Anyone have some insight to my question?


----------



## Steve Urquell (Nov 11, 2019)

EzMac said:


> Anyone have some insight to my question?


These should fit.
https://www.sears.com/craftsman-55-lb-wheel-weight/p-07126234000P


----------



## EzMac (May 24, 2020)

Thank you very much


----------



## pogobill (Jan 31, 2012)

Well, if all else fails......


----------



## Bob Driver (Nov 1, 2017)

26234 is probably correct... They usually mount to the rim with carriage bolts through the square holes in the rim. 

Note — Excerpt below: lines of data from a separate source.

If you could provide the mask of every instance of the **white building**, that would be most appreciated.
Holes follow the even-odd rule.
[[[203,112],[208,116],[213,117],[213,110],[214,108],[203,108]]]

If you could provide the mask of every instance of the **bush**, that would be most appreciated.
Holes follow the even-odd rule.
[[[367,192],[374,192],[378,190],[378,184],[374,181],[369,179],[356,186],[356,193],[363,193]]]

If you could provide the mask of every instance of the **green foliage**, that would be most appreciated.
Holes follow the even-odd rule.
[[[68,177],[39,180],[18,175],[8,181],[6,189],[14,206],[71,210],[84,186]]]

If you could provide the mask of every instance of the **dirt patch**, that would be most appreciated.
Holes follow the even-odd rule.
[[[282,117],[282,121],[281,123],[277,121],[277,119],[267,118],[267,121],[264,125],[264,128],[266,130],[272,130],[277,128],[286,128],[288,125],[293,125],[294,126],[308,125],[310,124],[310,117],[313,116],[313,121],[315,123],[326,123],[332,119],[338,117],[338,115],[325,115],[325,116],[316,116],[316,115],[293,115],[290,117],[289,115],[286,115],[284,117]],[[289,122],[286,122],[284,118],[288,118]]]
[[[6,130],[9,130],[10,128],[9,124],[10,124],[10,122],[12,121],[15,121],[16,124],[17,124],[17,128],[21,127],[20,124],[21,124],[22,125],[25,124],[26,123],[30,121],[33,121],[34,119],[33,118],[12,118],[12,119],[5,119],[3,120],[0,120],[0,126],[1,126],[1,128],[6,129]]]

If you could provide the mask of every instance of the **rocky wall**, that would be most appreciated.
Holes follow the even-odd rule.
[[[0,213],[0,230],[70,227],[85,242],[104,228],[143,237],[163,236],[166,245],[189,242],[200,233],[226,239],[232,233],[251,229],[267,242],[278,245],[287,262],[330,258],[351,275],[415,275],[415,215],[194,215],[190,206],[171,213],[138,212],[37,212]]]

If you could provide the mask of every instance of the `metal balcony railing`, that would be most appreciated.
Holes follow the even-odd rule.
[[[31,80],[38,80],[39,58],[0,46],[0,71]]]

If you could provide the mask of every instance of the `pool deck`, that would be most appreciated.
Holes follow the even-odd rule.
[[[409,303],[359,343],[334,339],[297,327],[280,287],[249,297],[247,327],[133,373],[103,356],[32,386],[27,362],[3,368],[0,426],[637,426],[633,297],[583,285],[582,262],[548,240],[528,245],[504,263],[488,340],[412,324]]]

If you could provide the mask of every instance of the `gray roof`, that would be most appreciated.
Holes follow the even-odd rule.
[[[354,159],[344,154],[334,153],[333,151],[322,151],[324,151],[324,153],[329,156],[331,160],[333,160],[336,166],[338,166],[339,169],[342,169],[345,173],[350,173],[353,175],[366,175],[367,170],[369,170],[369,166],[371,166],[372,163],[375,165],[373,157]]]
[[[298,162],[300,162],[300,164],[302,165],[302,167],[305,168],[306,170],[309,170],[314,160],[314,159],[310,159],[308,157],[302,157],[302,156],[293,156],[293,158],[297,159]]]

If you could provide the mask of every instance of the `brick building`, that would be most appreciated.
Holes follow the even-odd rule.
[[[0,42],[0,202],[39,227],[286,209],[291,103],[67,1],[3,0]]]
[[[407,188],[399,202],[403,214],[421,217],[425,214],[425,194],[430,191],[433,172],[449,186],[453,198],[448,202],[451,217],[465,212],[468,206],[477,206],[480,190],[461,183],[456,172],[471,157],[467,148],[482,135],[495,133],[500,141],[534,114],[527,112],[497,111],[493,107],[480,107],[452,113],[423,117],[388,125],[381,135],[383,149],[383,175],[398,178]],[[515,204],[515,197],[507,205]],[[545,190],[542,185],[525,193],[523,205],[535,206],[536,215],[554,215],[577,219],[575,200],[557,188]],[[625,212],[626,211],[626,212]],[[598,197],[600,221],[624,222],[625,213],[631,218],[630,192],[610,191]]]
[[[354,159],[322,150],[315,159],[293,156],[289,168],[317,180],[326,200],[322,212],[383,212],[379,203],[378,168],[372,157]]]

The PITA about this set up is you have to pull the weights to get at the lug nuts to take the tire off.


----------



## Ed G. (Apr 25, 2008)

Looking for a cheap solution on my old Dynamark, I took a precast concrete pier that had a chunk of rebar set into the top. Inverted, the rebar fit in the rear attachment hole.
-Ed


----------



## Steve Urquell (Nov 11, 2019)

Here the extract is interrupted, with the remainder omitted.